Bridge vs. Switch: What’s the Difference

What Is Bridge?

Bridge, known as network bridge, is a network interconnection device used to connect two or more local area networks. It is responsible for network bridging, which receives and amplifies signals from a network cable, and then sends them to the next cable. Normally, it connects multiple network segments of the network at the data link layer (OSI model layer 2).

What Is Switch?

A switch is a network device used for electrical or optical signal forwarding. It provides an exclusive electrical signal path for any two network nodes that access the switch. It has multiple ports, each with a bridge function that can be connected to a LAN or a high-performance server or workstation.

The most common switch is an Ethernet switch, such as gigabit ethernet switch and 10gb switch. It connects multiple devices, such as computers, servers, or game systems, to a Local Area Network (LAN). Small business and home offices often use Gigabit switches to allow more than one device to share a broadband Internet connection. In addition, as one type of the Ethernet switch, fiber switch is also commonly used.


Bridge vs. Switch

Actually, there are many differences between bridge and switch.

Firstly, a bridge can connect fewer LAN, while a switch can connect more networks compared to the bridge.

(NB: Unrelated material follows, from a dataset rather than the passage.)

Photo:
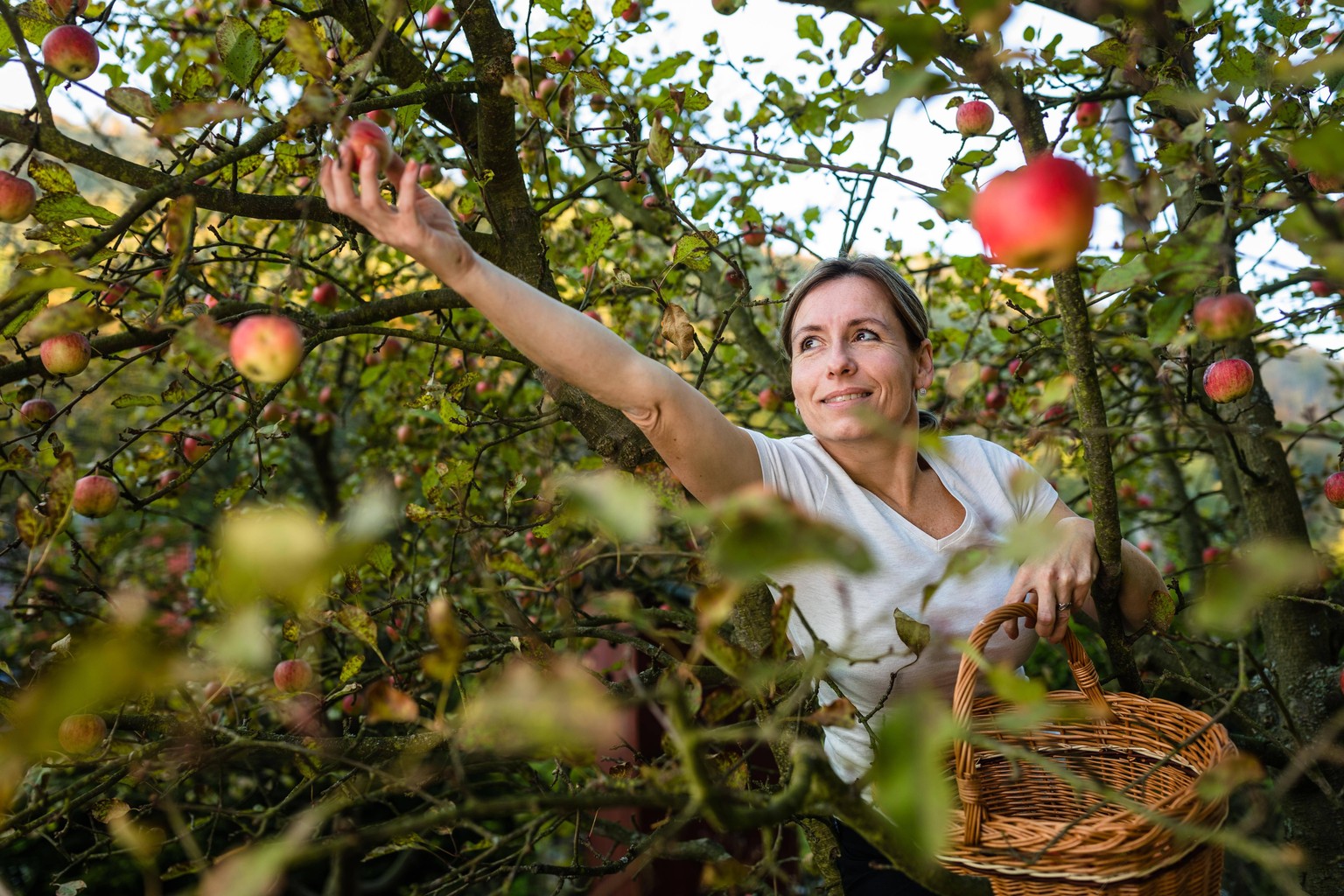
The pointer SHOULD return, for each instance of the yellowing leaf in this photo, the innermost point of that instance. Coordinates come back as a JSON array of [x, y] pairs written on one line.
[[304, 43]]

Bridge in networking connects two similar networks and manages the flow of network data. It works at the data link layer, which not only extends the distance or range of the network, but also improves the performance, reliability, and security of the network.

Switch in networking can perform data transmission between multiple port pairs at the same time. Each port can be regarded as a separate physical network segment, and the network devices connected to it can enjoy the full bandwidth by itself, without competing with other devices. When node A sends data to node D, node B can send data to node C at the same time, and both of these transmissions enjoy the full bandwidth of the network and have their own virtual connections.

Secondly, most bridges have only 2 or 4 ports. A switch can have hundreds of ports.

Thirdly, bridge has three types, simple bridge, multiport bridge and transparent bridge. However, switch is divided into store-and-forward switch and cut-through switch.

Last but not least, bridges do not have buffers while switches have. Thus, switches perform error checking which bridges don’t perform.

In fact, switches are sometimes referred to as multi-port bridges and have faster forwarding capability because bridges are software based while switches are hardware-based and use chips (ASICs) when making forwarding decisions, which makes them much faster than bridges.


It is apparent that both bridges and switches in computer networks are of great importance. However, they differ from each other in certain way. The function of a switch normally reflects a collection of multiple bridges working together, which creates higher bandwidth, faster forwarding capability and greater efficiency.